Validation against the survey package
Source:vignettes/validation-against-survey.Rmd
validation-against-survey.Rmdweightflow’s calibration is meant to reproduce the established
results of the survey package on the methods they share —
raking, post-stratification and linear (GREG) calibration — while adding
the staged cascade (eligibility, nonresponse, selection) and a
recipe-aware bootstrap on top. This vignette checks that agreement
directly: on the same starting weights and the same control totals, the
two packages return the same weights.
To make every unit comparable one-to-one, the recipes below use only the calibration step (no dropping or nonresponse), so no rows are removed.
d <- sample_survey
N <- nrow(population)Post-stratification
Post-stratifying to the population counts of region:
each region’s weights are rescaled so the weighted count matches the
known total.
library(survey)
#> Loading required package: grid
#> Loading required package: Matrix
#> Loading required package: survival
#>
#> Attaching package: 'survey'
#> The following object is masked from 'package:graphics':
#>
#> dotchart
# weightflow
wf <- weighting_spec(d, base_weights = pw) |>
step_calibrate(method = "poststratify",
margins = list(region = c(table(population$region)))) |>
prep()
w_wf <- wf$final_weight
# survey
des <- svydesign(ids = ~1, weights = ~pw, data = d)

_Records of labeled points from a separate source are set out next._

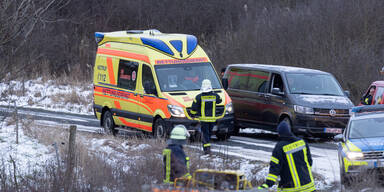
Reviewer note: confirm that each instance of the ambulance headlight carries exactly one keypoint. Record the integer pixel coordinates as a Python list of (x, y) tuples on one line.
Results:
[(353, 155), (228, 108), (176, 111)]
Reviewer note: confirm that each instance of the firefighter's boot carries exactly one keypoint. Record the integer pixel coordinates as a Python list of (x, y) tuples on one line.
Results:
[(207, 150)]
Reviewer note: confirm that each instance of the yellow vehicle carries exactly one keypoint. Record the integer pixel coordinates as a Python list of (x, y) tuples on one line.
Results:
[(204, 180), (147, 80)]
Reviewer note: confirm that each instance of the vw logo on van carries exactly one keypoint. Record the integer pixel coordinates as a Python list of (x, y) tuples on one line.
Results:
[(332, 112)]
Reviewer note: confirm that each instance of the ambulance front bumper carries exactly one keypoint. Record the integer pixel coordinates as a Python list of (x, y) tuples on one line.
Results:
[(358, 166), (223, 125)]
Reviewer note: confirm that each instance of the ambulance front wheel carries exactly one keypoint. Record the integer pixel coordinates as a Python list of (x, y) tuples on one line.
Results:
[(159, 128), (108, 123)]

pr <- data.frame(region = names(table(population$region)),
Freq = as.numeric(table(population$region)))
des_ps <- postStratify(des, ~region, pr)
w_sv <- weights(des_ps)
c(max_abs_weight_diff = max(abs(w_wf - w_sv)))
#> max_abs_weight_diff
#> 0Raking
Raking (iterative proportional fitting) to the region
and sex margins. We tighten survey’s
convergence so both solve the system to the same precision.
# weightflow
wf <- weighting_spec(d, base_weights = pw) |>
step_calibrate(method = "raking",
margins = list(region = c(table(population$region)),
sex = c(table(population$sex)))) |>
prep()
w_wf <- wf$final_weight
# survey (tight epsilon so it fully converges, like weightflow)
des <- svydesign(ids = ~1, weights = ~pw, data = d)
ps <- data.frame(sex = names(table(population$sex)),
Freq = as.numeric(table(population$sex)))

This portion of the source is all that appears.